Aucun des objectifs d'Aichi, fixés en 2010, n'a été atteint. La première évaluation de la loi biodiversité de 2016 nous révèle les difficultés à atteindre les objectifs que nous nous sommes fixés, malgré la montée en puissance de la séquence « éviter, réduire, compenser » (ERC), la mise en oeuvre des paiements pour services environnementaux et les obligations réelles environnementales (ORE) qui trouvent aujourd'hui toute leur place. Restent des chantiers beaucoup plus vastes, comme le financement de la biodiversité et la fiscalité environnementale qu'il va sans doute falloir revoir dans sa globalité.

La recréation de mon secrétariat d'État est un signal fort de la volonté du Gouvernement et du Président de la République. La protection des espèces, le partage de connaissances, les politiques de l'eau sont essentiels, tout comme l'éducation à la nature, les questions de justice, de police et de droit de l'environnement, les dossiers structurants comme la chasse ou la pêche, ou le bien-être animal et les grands prédateurs, qui sont entrés dans le débat public.

Ce secteur comporte un volet européen et international, avec l'honneur que me fait la France de m'avoir nommée vice-présidente de l'assemblée des Nations unies pour l'environnement. Cela implique une cohérence entre les objectifs et les moyens aussi bien humains que financiers. Nos opérateurs constituent les bras armés opérationnels du déploiement de nos politiques : l'Office français de la biodiversité (OFB), âgé d'à peine plus d'un an, mais qui s'ancre sur les territoires, développe une culture commune et dont le développement est très observé au niveau international ; les agences de l'eau qui, depuis longtemps, travaillent sur des projets de territoire et portent aujourd'hui un nouveau regard sur la gestion de la ressource en eau.

Ce secteur représente un travail extrêmement intense au niveau interministériel pour décloisonner nos politiques avec les ministères de la mer, de l'agriculture, de l'éducation nationale et de la santé, selon l'approche « One Health ». L'office national des forêts (ONF) est un opérateur en cotutelle entre le ministère de la transition écologique et celui de l'agriculture. Les forêts sont une vitrine de l'impact du réchauffement climatique et illustrent les équilibres à trouver entre impacts environnementaux et filière économique.

Nous devons nouer des partenariats avec les différents niveaux de collectivités territoriales, car l'État ne peut pas agir seul : les régions, chefs de file avec une compétence d'aménagement sur les aires protégées et le réseau de parcs naturels régionaux (PNR) ; les départements, qui peuvent être amenés à financer des projets sur la protection des espèces naturelles sensibles ; le bloc communal, porteur de projets et détenteur des compétences eau et assainissement.

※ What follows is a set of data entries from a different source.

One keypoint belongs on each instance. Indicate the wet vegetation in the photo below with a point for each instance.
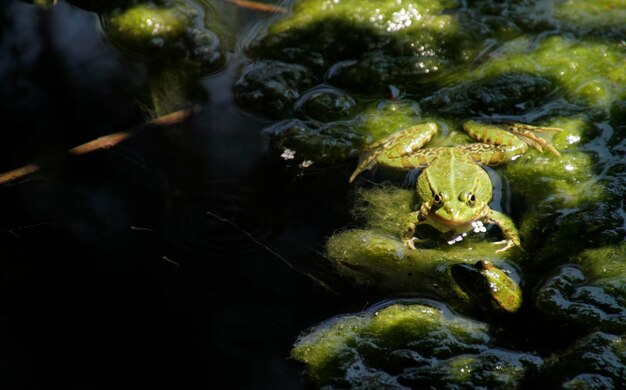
(333, 76)
(383, 66)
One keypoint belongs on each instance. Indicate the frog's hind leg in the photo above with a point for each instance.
(527, 133)
(504, 141)
(399, 150)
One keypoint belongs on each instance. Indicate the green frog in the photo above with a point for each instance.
(453, 190)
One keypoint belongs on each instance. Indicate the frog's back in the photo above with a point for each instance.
(452, 172)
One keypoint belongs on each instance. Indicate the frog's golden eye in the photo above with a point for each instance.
(438, 199)
(471, 198)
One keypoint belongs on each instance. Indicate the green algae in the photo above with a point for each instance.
(597, 361)
(590, 295)
(338, 140)
(410, 344)
(553, 63)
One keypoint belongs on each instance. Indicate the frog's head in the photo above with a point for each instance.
(455, 196)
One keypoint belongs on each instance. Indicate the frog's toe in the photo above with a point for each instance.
(410, 242)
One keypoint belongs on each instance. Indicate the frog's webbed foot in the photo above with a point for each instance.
(396, 150)
(527, 134)
(511, 235)
(410, 242)
(508, 244)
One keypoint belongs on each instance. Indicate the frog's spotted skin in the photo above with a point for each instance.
(485, 282)
(453, 189)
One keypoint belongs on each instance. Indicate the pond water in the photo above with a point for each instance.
(196, 253)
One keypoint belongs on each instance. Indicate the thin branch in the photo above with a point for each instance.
(104, 142)
(258, 6)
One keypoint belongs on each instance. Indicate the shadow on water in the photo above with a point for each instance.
(112, 272)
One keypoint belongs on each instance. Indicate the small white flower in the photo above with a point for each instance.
(288, 154)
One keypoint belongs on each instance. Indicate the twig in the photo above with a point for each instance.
(103, 142)
(258, 6)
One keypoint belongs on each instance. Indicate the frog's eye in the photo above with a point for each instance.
(471, 199)
(438, 199)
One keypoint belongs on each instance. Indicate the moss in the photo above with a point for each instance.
(577, 299)
(509, 92)
(171, 31)
(271, 88)
(595, 361)
(404, 344)
(335, 141)
(590, 73)
(326, 104)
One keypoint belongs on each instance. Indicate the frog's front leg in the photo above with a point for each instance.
(511, 235)
(408, 231)
(399, 150)
(503, 142)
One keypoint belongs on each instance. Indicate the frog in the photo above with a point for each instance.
(453, 188)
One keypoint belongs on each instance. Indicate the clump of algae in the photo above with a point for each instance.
(590, 295)
(410, 343)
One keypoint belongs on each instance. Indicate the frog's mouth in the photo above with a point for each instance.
(455, 222)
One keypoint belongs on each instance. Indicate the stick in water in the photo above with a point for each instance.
(104, 142)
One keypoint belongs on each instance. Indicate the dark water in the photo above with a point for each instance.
(112, 274)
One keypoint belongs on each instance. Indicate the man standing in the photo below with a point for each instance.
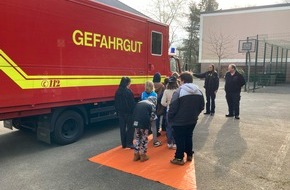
(124, 104)
(233, 84)
(211, 85)
(186, 104)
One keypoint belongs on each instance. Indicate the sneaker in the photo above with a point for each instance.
(157, 143)
(144, 157)
(174, 146)
(136, 157)
(237, 117)
(177, 161)
(189, 158)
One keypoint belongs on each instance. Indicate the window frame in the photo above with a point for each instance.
(161, 48)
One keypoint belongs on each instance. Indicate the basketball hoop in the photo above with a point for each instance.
(247, 46)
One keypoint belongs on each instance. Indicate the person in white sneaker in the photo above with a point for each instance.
(165, 101)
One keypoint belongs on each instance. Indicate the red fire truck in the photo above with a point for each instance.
(61, 62)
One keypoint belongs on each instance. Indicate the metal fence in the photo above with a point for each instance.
(267, 65)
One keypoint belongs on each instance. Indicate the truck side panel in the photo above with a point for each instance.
(60, 52)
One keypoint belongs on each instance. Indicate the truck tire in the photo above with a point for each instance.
(69, 127)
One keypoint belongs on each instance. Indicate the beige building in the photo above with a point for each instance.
(221, 32)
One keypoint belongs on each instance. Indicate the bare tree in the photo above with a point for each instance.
(220, 45)
(169, 12)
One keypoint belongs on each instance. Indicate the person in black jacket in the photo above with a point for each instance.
(233, 84)
(124, 104)
(143, 115)
(186, 105)
(211, 85)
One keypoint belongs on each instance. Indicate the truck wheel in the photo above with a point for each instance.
(69, 127)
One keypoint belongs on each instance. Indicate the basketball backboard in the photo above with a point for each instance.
(247, 45)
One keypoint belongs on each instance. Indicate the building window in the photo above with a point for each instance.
(156, 43)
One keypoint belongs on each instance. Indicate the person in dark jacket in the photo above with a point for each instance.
(211, 85)
(143, 115)
(124, 104)
(186, 105)
(233, 84)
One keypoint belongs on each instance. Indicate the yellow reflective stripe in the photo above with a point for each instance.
(24, 81)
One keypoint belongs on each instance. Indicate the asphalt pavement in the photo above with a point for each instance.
(250, 153)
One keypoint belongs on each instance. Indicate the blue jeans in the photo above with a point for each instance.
(169, 132)
(126, 129)
(183, 139)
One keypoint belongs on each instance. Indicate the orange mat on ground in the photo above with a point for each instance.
(157, 168)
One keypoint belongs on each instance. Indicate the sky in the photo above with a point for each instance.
(141, 5)
(144, 5)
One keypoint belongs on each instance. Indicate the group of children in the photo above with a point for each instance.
(151, 114)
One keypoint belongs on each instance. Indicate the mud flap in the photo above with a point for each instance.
(43, 129)
(8, 124)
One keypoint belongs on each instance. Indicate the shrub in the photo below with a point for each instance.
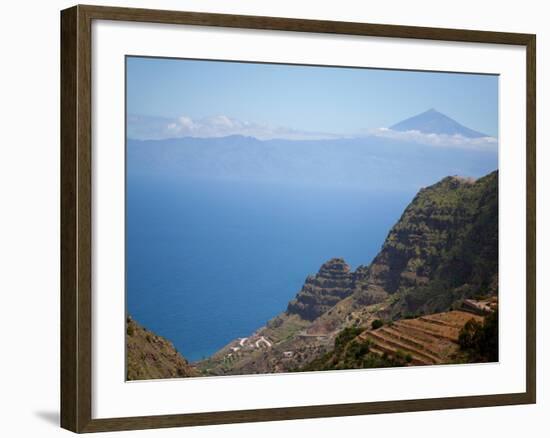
(480, 340)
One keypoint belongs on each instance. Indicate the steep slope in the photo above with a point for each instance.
(149, 356)
(322, 291)
(442, 252)
(427, 340)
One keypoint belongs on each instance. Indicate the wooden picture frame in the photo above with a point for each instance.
(76, 217)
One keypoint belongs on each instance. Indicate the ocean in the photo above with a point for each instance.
(207, 262)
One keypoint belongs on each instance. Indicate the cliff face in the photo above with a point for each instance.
(322, 291)
(149, 356)
(443, 250)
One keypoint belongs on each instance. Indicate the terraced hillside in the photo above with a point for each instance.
(429, 340)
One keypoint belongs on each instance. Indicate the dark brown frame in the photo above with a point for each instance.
(76, 236)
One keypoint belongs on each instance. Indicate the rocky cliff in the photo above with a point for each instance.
(442, 251)
(332, 283)
(149, 356)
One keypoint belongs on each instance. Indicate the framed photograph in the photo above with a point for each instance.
(269, 218)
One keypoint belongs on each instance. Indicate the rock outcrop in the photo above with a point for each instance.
(149, 356)
(441, 252)
(332, 283)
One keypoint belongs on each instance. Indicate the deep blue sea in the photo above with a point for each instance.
(209, 262)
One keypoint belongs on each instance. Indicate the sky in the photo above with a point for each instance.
(177, 97)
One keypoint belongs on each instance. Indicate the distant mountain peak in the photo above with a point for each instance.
(435, 122)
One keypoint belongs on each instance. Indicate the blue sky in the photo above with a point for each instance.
(340, 101)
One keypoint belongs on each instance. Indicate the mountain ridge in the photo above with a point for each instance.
(435, 122)
(442, 251)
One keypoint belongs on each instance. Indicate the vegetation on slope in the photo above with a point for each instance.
(149, 356)
(351, 352)
(480, 340)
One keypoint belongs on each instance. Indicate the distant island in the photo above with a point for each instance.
(429, 297)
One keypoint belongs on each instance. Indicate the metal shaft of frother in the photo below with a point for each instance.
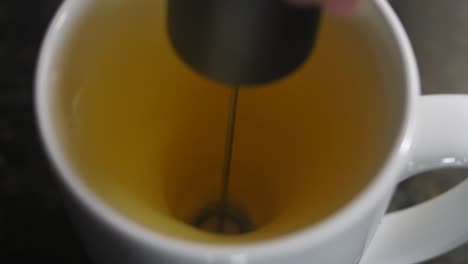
(228, 156)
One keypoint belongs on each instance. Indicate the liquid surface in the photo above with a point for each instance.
(147, 134)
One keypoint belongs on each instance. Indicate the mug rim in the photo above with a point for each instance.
(72, 11)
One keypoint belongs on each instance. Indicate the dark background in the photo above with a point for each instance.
(33, 224)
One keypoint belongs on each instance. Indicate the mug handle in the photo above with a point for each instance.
(432, 228)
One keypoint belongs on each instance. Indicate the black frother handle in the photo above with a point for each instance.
(242, 42)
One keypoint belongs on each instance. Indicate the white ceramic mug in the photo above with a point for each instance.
(429, 132)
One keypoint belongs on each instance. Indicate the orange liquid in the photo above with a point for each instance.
(147, 134)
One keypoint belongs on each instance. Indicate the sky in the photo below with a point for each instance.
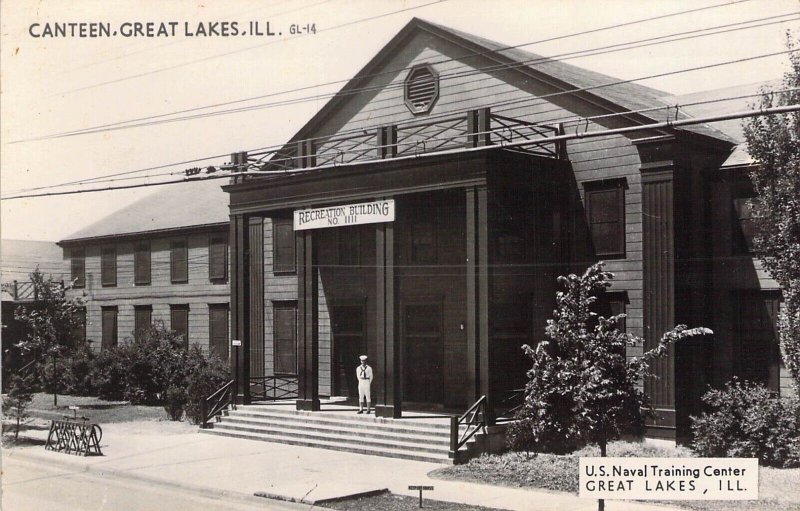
(53, 85)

Nous déployons la stratégie nationale pour la biodiversité avec ces différents niveaux de collectivités. Les départements ont ainsi adopté à l'issue des dernières assises de la biodiversité une motion en faveur des aires protégées et proposant des mesures réglementaires et des modalités de relations locales avec l'OFB. Nous avons introduit à l'article 57 du projet de loi « Climat et résilience » la possibilité du droit de transition sur les espaces naturels sensibles - nous sommes heureux de combler cette lacune qui mettait certains départements en difficulté. Les contrats de relance et de transition écologique agrègeront les différents dispositifs et deviennent avec les contrats de plan État-région (CPER) l'ossature de cette contractualisation territoriale qui doit se déployer.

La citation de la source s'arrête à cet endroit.